The global aid organization Oxfam is sounding the alarm with its new report "First Crisis, Then Catastrophe" which shows that 263 million people are at risk of being thrown into extreme poverty this year due to pandemics, inequality and inflation on food and energy, something that has gotten worse. due to the war in Ukraine.

The figure corresponds to the total population of Great Britain, France, Germany and Spain.

Oxfam believes that the catastrophe is far from equal, with poorer countries facing looming debt crises and lower incomes, while corporate profits are rising and billionaires' wealth is increasing.

"First came the pandemic and then came historically high food prices and the war in Ukraine.
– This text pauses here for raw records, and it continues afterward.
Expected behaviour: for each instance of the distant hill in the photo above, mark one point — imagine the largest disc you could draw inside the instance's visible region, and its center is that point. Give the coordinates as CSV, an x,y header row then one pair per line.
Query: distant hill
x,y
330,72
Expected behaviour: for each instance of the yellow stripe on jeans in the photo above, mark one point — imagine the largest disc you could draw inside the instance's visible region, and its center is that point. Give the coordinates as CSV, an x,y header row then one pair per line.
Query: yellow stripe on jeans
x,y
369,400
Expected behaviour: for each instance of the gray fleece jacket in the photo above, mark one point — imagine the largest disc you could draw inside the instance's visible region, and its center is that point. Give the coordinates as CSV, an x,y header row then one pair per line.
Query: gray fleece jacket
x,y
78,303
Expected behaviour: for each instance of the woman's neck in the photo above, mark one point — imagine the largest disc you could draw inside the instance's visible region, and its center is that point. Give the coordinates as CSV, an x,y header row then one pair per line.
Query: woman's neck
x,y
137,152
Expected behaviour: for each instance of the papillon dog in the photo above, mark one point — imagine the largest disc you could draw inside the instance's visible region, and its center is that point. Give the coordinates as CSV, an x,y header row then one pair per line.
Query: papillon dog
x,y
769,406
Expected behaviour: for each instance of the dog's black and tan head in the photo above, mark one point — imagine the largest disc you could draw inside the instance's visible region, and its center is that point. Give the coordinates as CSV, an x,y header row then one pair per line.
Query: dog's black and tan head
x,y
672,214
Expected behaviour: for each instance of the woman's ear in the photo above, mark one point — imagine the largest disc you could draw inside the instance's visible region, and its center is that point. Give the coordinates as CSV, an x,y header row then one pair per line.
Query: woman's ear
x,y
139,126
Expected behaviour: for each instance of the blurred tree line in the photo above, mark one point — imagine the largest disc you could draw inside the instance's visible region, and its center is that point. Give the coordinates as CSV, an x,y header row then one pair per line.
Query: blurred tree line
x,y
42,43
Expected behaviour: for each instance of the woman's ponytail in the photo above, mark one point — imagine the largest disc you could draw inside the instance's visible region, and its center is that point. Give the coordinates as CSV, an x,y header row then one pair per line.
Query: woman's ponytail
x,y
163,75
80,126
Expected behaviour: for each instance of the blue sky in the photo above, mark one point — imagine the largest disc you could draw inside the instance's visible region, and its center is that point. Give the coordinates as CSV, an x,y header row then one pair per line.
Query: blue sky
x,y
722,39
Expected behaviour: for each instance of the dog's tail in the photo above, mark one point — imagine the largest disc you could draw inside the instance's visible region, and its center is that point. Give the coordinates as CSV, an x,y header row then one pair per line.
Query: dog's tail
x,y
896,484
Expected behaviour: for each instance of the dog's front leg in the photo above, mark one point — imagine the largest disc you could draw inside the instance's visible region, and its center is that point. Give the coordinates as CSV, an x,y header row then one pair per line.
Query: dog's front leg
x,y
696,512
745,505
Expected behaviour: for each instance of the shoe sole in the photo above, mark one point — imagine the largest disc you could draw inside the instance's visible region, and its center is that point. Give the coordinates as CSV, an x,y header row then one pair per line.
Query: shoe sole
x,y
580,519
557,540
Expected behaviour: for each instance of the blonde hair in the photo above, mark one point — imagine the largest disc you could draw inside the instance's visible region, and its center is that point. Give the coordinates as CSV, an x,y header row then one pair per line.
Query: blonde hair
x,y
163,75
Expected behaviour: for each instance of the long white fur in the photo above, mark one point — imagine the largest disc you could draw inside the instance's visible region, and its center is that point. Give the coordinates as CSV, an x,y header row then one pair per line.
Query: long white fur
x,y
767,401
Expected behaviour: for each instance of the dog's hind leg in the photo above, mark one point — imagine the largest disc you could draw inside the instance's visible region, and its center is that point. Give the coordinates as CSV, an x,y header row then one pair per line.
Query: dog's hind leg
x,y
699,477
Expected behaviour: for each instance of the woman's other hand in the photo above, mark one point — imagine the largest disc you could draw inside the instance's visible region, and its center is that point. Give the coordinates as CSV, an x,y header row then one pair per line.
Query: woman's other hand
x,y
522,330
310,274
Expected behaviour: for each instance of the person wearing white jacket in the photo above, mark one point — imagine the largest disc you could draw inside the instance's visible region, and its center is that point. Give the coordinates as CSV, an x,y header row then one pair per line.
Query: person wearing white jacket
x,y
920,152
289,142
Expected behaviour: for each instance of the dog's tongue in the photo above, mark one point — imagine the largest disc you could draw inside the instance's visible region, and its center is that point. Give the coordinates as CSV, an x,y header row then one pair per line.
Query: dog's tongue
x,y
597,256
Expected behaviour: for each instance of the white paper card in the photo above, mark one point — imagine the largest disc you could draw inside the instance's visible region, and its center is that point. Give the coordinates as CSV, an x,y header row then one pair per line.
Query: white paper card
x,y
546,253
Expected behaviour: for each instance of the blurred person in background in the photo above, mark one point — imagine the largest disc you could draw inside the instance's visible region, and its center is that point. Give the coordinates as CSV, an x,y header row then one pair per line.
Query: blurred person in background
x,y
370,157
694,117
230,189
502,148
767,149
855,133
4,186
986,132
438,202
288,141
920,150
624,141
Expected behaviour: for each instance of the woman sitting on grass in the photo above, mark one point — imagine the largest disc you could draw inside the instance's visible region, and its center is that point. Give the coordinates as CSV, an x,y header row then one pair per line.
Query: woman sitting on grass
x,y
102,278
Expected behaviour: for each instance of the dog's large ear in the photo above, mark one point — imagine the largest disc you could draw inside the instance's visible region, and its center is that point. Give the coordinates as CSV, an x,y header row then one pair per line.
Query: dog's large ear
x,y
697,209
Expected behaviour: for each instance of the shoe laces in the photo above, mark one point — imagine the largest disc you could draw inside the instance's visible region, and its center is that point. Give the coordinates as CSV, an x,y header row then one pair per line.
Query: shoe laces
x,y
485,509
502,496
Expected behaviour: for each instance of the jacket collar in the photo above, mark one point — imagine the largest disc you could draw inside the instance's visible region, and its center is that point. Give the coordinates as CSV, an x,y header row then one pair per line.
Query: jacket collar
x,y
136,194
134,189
Collectively, those crises create an acute catastrophe of a rarely seen kind ", says Hanna Nelson, policy manager Oxfam Sweden in a press release, and continues:

"We live in a time when many of us are affected, but for the people living in extreme poverty, the situation means that they have to choose between buying medicine, food or shelter.

An inhuman choice that for many means hunger and, in the worst case, starvation and death ",

Oxfam's new report predicts that by the end of the year, a total of 860 million people are expected to live below the subsistence minimum, at less than SEK 20 per day, and they are now calling for economic creativity, solidarity and political will to solve the crisis.